以上を踏まえると、日本企業でも情報共有プランを整備すれば、効率的なコミュニケーションが増え、従業員は情報を迅速に取得しつつ、タスクに集中する時間の増加の恩恵を受けられるといえます。 

情報共有プラン策定時に考慮すべき「情報の性質」とは 

ただし、効果的な情報共有プランの策定では、情報の性質に配慮し、コミュニケーションツール・チャネルを選定する必要があります。 

2018公開Sun Young Sung氏/Jin Nam Choi氏共著の論文では、企業におけるナレッジマネジメントにおいて知識(=情報)は大きく「ストック」と「フロー」の2つの種類に分類されるとされています5 

以下より、それぞれ個別に解説します。 

ストック情報 

ストック情報とは、研修やOJT、外部リソースを用いた教育プログラムなど、企業成長のために従業員が押さえておくべき知識や情報を指します。 

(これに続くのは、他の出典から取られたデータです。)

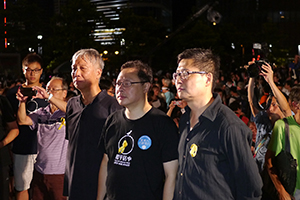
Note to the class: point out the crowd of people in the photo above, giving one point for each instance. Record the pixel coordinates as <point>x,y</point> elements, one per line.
<point>199,133</point>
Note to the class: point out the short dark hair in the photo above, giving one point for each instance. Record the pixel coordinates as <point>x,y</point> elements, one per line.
<point>144,70</point>
<point>204,60</point>
<point>32,58</point>
<point>64,83</point>
<point>295,94</point>
<point>92,55</point>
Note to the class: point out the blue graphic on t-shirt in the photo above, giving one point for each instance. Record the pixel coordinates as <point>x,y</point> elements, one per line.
<point>144,142</point>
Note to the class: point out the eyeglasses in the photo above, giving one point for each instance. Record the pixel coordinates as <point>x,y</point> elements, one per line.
<point>127,83</point>
<point>32,70</point>
<point>53,90</point>
<point>184,74</point>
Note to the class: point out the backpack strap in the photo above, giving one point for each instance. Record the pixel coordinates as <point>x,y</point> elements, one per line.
<point>287,135</point>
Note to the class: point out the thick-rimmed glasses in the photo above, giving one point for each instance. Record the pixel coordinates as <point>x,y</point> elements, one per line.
<point>184,74</point>
<point>53,90</point>
<point>33,70</point>
<point>128,83</point>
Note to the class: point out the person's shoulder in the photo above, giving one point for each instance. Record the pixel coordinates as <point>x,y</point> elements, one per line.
<point>12,91</point>
<point>74,99</point>
<point>159,115</point>
<point>108,101</point>
<point>228,117</point>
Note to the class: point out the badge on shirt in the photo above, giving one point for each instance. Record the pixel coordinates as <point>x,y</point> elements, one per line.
<point>144,142</point>
<point>126,144</point>
<point>193,150</point>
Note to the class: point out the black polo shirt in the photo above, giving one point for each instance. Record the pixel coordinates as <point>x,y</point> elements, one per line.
<point>84,124</point>
<point>215,161</point>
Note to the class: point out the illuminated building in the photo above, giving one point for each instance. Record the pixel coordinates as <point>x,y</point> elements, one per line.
<point>106,29</point>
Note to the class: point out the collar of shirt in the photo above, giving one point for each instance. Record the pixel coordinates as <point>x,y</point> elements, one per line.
<point>210,112</point>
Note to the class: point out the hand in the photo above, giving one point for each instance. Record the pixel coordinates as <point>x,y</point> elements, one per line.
<point>41,92</point>
<point>283,195</point>
<point>182,104</point>
<point>267,73</point>
<point>20,96</point>
<point>172,105</point>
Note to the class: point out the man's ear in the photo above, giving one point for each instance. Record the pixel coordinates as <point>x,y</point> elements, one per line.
<point>146,87</point>
<point>99,73</point>
<point>209,79</point>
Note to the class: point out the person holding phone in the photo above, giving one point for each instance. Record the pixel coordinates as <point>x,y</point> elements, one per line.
<point>25,144</point>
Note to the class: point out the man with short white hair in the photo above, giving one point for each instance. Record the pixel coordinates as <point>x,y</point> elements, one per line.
<point>85,117</point>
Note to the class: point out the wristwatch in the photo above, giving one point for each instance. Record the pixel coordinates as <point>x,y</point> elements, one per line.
<point>50,96</point>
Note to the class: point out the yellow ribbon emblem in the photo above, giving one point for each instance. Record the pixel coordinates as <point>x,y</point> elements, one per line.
<point>193,150</point>
<point>124,145</point>
<point>63,123</point>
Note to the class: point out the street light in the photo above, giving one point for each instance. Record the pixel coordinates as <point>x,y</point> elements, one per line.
<point>40,48</point>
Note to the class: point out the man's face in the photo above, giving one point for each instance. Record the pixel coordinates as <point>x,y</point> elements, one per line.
<point>55,87</point>
<point>84,74</point>
<point>194,85</point>
<point>33,72</point>
<point>132,95</point>
<point>111,91</point>
<point>274,111</point>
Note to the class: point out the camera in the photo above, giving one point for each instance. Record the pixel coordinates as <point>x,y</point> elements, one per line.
<point>28,91</point>
<point>255,68</point>
<point>177,102</point>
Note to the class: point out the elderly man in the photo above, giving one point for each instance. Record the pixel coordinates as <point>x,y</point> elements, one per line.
<point>85,117</point>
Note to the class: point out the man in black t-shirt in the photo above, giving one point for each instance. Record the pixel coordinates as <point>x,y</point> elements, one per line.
<point>140,143</point>
<point>6,119</point>
<point>85,117</point>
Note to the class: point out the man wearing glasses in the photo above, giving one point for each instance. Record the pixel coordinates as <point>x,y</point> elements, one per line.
<point>215,160</point>
<point>48,178</point>
<point>139,143</point>
<point>25,144</point>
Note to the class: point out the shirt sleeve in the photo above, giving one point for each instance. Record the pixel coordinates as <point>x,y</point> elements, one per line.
<point>170,141</point>
<point>277,140</point>
<point>34,117</point>
<point>246,177</point>
<point>7,111</point>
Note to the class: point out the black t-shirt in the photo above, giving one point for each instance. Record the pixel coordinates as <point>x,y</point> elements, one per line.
<point>6,116</point>
<point>137,150</point>
<point>26,142</point>
<point>84,124</point>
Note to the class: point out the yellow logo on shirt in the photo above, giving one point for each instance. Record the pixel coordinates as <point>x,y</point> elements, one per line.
<point>124,145</point>
<point>193,150</point>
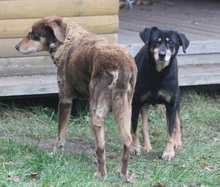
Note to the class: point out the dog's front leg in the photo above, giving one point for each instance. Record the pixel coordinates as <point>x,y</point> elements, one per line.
<point>64,110</point>
<point>145,130</point>
<point>178,133</point>
<point>168,153</point>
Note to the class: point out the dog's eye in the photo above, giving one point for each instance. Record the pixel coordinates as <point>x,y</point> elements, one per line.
<point>157,41</point>
<point>170,42</point>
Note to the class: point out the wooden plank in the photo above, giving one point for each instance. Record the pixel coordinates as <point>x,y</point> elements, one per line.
<point>42,65</point>
<point>195,47</point>
<point>28,85</point>
<point>95,24</point>
<point>7,46</point>
<point>65,8</point>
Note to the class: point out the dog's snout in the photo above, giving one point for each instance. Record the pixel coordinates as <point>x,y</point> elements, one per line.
<point>162,54</point>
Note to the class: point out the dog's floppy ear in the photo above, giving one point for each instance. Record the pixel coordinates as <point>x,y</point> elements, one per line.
<point>145,34</point>
<point>58,25</point>
<point>183,40</point>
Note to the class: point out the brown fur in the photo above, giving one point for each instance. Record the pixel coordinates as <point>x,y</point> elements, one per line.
<point>88,67</point>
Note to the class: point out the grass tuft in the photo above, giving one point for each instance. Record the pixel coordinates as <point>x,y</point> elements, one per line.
<point>27,135</point>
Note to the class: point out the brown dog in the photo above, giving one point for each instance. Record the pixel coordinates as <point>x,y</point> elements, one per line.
<point>89,67</point>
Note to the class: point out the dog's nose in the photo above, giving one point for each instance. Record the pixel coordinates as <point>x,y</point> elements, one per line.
<point>162,54</point>
<point>17,47</point>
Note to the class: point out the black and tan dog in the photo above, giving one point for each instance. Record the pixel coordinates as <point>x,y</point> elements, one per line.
<point>157,83</point>
<point>88,67</point>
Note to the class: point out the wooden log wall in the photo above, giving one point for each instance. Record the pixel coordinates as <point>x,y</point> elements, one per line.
<point>16,18</point>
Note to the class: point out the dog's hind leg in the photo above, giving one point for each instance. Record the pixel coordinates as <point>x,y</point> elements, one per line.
<point>135,146</point>
<point>64,110</point>
<point>178,141</point>
<point>121,108</point>
<point>145,130</point>
<point>168,153</point>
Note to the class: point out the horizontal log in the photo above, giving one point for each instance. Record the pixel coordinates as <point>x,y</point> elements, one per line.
<point>195,47</point>
<point>42,65</point>
<point>95,24</point>
<point>28,85</point>
<point>198,59</point>
<point>7,46</point>
<point>65,8</point>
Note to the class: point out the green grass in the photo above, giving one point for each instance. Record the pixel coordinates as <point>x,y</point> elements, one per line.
<point>196,163</point>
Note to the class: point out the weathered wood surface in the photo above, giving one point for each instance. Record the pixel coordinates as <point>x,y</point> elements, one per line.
<point>21,9</point>
<point>198,20</point>
<point>95,24</point>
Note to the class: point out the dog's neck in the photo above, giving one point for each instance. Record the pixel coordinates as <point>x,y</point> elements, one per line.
<point>57,49</point>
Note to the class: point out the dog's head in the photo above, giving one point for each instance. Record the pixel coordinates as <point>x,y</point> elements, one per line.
<point>163,44</point>
<point>45,34</point>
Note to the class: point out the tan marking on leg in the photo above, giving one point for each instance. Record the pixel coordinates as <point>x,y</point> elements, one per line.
<point>135,146</point>
<point>99,107</point>
<point>178,141</point>
<point>121,108</point>
<point>165,95</point>
<point>145,130</point>
<point>168,153</point>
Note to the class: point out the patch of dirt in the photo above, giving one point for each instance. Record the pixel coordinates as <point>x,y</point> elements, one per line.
<point>48,143</point>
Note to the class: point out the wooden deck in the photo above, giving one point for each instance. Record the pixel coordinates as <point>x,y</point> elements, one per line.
<point>198,20</point>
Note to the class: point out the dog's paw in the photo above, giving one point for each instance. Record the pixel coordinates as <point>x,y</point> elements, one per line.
<point>99,175</point>
<point>135,150</point>
<point>177,144</point>
<point>167,156</point>
<point>123,175</point>
<point>147,148</point>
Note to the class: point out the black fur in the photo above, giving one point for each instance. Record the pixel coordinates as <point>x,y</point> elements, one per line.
<point>150,80</point>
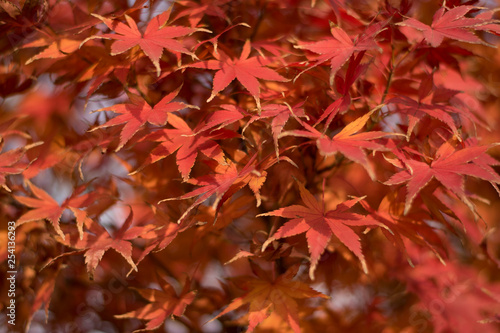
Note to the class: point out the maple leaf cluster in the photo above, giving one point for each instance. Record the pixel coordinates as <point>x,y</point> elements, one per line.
<point>258,165</point>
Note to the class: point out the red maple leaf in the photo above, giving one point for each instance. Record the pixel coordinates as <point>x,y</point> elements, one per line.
<point>162,304</point>
<point>227,180</point>
<point>452,24</point>
<point>45,207</point>
<point>136,114</point>
<point>98,240</point>
<point>341,47</point>
<point>187,143</point>
<point>348,142</point>
<point>246,70</point>
<point>156,37</point>
<point>449,166</point>
<point>320,225</point>
<point>267,295</point>
<point>280,115</point>
<point>10,162</point>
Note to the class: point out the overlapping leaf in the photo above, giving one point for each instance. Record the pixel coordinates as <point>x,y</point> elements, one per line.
<point>155,38</point>
<point>245,69</point>
<point>136,114</point>
<point>449,166</point>
<point>320,225</point>
<point>162,304</point>
<point>267,295</point>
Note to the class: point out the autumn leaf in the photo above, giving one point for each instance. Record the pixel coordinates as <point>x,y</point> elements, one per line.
<point>45,207</point>
<point>266,295</point>
<point>340,47</point>
<point>228,179</point>
<point>449,166</point>
<point>450,23</point>
<point>246,70</point>
<point>136,114</point>
<point>10,162</point>
<point>280,115</point>
<point>57,48</point>
<point>157,37</point>
<point>348,141</point>
<point>96,242</point>
<point>162,304</point>
<point>320,225</point>
<point>186,143</point>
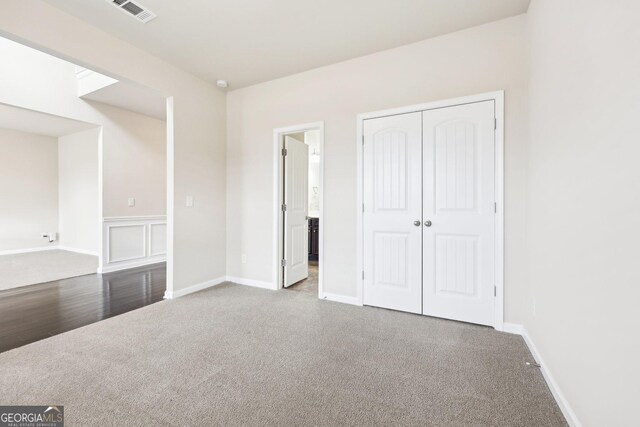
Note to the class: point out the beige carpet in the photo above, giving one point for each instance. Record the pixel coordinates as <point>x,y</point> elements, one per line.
<point>43,266</point>
<point>235,355</point>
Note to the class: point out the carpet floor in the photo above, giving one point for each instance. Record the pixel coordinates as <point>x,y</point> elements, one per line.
<point>234,355</point>
<point>44,266</point>
<point>310,284</point>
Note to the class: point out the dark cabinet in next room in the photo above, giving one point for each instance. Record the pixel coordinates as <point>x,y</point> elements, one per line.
<point>314,232</point>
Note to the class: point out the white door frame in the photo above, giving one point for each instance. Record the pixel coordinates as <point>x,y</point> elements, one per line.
<point>278,135</point>
<point>498,97</point>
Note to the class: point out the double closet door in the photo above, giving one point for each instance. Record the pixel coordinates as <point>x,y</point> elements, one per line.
<point>429,212</point>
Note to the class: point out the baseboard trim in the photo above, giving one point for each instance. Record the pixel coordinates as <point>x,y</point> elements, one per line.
<point>194,288</point>
<point>568,413</point>
<point>341,298</point>
<point>251,282</point>
<point>134,264</point>
<point>512,328</point>
<point>78,251</point>
<point>26,251</point>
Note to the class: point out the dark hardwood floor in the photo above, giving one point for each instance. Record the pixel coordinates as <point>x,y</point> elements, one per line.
<point>34,312</point>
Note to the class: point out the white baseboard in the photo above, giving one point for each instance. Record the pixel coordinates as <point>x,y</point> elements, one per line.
<point>76,250</point>
<point>568,413</point>
<point>194,288</point>
<point>341,298</point>
<point>26,251</point>
<point>512,328</point>
<point>251,282</point>
<point>131,264</point>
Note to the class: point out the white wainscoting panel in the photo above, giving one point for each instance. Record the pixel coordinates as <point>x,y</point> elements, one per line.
<point>130,242</point>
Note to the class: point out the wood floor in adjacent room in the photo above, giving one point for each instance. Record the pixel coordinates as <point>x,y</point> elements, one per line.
<point>32,313</point>
<point>236,355</point>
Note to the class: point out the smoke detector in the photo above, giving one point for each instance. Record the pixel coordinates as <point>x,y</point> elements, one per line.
<point>134,9</point>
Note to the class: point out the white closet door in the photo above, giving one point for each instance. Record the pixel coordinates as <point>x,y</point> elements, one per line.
<point>296,223</point>
<point>392,212</point>
<point>458,253</point>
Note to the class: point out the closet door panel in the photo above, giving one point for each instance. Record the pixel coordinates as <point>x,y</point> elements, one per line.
<point>458,179</point>
<point>392,212</point>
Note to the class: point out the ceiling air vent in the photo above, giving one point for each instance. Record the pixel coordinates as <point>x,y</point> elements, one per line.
<point>134,9</point>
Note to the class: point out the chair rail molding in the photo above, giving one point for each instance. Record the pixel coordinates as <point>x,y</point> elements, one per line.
<point>133,241</point>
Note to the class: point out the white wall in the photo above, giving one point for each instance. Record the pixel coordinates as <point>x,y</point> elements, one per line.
<point>134,162</point>
<point>134,149</point>
<point>486,58</point>
<point>78,195</point>
<point>196,137</point>
<point>584,203</point>
<point>28,189</point>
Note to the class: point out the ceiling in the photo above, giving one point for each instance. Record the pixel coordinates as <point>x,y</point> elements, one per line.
<point>30,121</point>
<point>251,41</point>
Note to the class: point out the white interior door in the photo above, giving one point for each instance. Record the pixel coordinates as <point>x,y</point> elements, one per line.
<point>459,197</point>
<point>296,200</point>
<point>392,213</point>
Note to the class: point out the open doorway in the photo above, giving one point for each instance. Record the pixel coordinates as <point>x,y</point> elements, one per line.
<point>299,225</point>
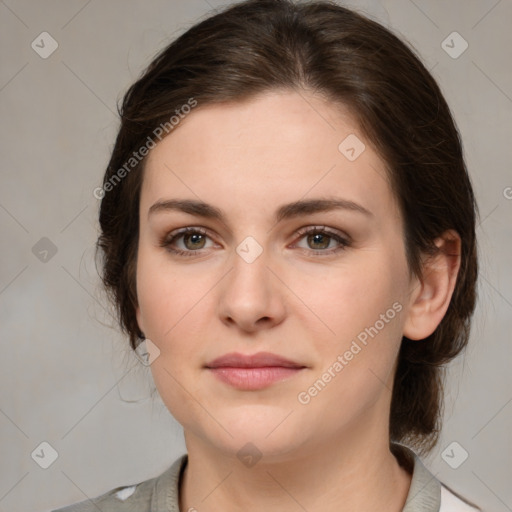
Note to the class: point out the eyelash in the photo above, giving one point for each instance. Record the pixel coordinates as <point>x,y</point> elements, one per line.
<point>168,240</point>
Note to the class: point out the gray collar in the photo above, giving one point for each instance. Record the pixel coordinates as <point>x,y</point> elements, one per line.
<point>424,493</point>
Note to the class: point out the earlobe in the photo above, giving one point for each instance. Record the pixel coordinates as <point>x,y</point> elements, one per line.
<point>431,295</point>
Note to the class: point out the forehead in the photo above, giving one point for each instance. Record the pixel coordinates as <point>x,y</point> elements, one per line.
<point>277,146</point>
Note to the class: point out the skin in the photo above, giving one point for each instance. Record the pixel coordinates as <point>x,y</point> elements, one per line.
<point>248,159</point>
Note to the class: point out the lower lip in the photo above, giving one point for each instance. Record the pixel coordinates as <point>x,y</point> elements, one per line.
<point>249,379</point>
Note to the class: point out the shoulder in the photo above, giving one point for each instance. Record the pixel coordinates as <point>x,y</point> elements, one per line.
<point>144,496</point>
<point>451,502</point>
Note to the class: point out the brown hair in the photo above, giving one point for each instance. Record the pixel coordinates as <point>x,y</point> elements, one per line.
<point>262,45</point>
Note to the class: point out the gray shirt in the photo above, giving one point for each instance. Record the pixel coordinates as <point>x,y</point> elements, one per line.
<point>161,493</point>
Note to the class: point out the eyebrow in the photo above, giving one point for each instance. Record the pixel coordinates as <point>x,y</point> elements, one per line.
<point>284,212</point>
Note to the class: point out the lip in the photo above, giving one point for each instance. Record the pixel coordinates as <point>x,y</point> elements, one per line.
<point>258,360</point>
<point>253,372</point>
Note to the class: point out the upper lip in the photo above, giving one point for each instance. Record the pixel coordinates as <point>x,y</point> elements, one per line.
<point>259,360</point>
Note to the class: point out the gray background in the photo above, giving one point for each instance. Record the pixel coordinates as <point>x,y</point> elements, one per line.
<point>64,371</point>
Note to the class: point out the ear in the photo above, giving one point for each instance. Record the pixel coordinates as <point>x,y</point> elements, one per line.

例えば、マニュアルや明文化されていない「お作法」と呼ばれるガイドラインなど、繰り返しアクセスしたい情報リソースはストック情報にあたります。 

フロー情報 

フロー情報とは、社内コミュニケーションにおいて、知識共有システムを使いながら情報を活用し、コミュニケーションを活性化するプロセスです。 

日々メールやチャットなどで行う、繰り返しアクセスが不要な包括的なコミュニケーションなどがフロー情報に該当します。  

情報共有プランの策定では自社の状況に即したツール・チャネル選定が必要 

ストック情報・フロー情報の特性を踏まえた上で、適切なコミュニケーションツール・チャネルを選定するためにはどのようにすればよいのでしょうか。 

デジタル上のコミュニケーションが増加するなかで、日々従業員から何らかのチャネルで発信される情報が、今後の業務に活きる重要な情報である可能性もあります。 

つまりフロー情報として扱っていた情報が、実は重要なストック情報である可能性もあるのです。 

前述の同論文では「フロー情報に対する情報共有プロセスが整っている企業は、イノベーションに対して正の相関がある」という調査結果も出ています。 

このように情報共有プランの策定では、企業として情報の性質に応じ、情報共有プロセスを整備していくことが求められます。一方で、企業全体、部署・チーム内でも情報共有のルールが定まっていないことを課題に持つ企業も多いでしょう。 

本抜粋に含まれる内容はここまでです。